At that point, you can say (calmly and kindly): "Wife, all I've ever wanted is an answer from you when I put my heart on the line. From this day forward, I will keep asking in the hopes that you will answer. It is not my wish to make you mad but I'm no longer willing to pretend that I'm ok with the silence."
HP, I read this just before I went home. I liked it a lot and was planning on doing exactly as you suggested, but alas, it was one of those nights. D19 had skipped her afternoon classes and was in bed with what looks like the flu, and W was in town with the other two D’s waiting for band practice to end. When they got home, W was all wound up about getting the house cleaned up for the Pampered Chef party she’s having on Friday. It just wasn’t a good evening to try to talk.
But I really like your idea. I do plan to use it.

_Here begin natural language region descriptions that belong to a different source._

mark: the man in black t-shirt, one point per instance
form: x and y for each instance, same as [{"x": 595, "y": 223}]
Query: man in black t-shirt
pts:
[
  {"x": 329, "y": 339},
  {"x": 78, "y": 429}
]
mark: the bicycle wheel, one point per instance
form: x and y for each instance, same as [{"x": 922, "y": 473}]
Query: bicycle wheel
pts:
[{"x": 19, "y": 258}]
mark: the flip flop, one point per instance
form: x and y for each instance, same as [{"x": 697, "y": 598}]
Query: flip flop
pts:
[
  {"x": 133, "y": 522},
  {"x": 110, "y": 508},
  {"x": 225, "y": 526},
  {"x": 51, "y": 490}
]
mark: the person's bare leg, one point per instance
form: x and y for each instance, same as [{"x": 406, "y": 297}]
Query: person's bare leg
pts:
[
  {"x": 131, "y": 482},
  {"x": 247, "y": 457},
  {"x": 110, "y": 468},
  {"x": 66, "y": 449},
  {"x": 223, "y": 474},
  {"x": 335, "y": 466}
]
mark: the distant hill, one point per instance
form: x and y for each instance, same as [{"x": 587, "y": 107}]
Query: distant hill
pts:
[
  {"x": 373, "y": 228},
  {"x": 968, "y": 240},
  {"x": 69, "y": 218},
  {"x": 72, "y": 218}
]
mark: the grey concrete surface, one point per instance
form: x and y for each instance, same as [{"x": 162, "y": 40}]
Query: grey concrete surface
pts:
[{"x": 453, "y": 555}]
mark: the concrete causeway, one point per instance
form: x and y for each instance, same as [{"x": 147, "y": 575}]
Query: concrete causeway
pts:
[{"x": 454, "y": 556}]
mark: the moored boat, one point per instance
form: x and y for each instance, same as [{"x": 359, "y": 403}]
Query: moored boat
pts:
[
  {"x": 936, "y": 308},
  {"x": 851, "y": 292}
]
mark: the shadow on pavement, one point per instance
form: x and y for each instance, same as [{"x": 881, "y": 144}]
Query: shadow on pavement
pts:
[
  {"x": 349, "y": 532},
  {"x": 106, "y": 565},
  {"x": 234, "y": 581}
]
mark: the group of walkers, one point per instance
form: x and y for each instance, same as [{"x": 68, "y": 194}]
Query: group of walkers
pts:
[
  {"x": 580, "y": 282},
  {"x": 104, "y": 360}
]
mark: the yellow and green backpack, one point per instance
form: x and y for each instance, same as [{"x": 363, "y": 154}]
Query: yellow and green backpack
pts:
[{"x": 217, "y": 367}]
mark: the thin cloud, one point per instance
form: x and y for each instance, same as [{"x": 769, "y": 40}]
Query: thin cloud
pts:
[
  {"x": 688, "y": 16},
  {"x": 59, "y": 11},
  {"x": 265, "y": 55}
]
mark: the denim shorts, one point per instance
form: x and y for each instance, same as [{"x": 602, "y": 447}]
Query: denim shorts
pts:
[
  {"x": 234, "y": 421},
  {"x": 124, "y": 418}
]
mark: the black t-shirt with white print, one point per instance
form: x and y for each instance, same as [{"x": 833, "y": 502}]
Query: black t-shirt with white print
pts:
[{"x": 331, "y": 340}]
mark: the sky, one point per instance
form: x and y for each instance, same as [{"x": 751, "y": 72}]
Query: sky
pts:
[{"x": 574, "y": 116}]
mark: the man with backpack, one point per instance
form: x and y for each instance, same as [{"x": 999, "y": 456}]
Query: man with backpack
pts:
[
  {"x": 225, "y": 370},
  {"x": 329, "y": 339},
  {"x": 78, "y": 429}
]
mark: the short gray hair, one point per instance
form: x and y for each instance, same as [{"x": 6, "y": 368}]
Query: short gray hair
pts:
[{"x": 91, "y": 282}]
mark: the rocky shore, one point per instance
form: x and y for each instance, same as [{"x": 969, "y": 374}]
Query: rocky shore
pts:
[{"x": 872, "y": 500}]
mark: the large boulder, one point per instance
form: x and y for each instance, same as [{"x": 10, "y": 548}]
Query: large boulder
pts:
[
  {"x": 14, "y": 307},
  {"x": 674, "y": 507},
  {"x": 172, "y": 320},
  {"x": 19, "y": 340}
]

To the rest of you who answered, thank you. W does have FOO issues. Women stuck to women’s things like cooking and cleaning and taking care of kids. Her father was mostly absent and her mother was highly critical. W says that nothing she ever did was good enough to please them. So there’s a lot of baggage there. I just feel that after nearly thirty years, thirty years, she should have learned that she can trust me. I may well have done something in the past that made her decide not to talk to me, but in all honesty, I don’t know what it could have been. And even if I did, I’m a different person than I was even a year ago. I’m committed to making this R better.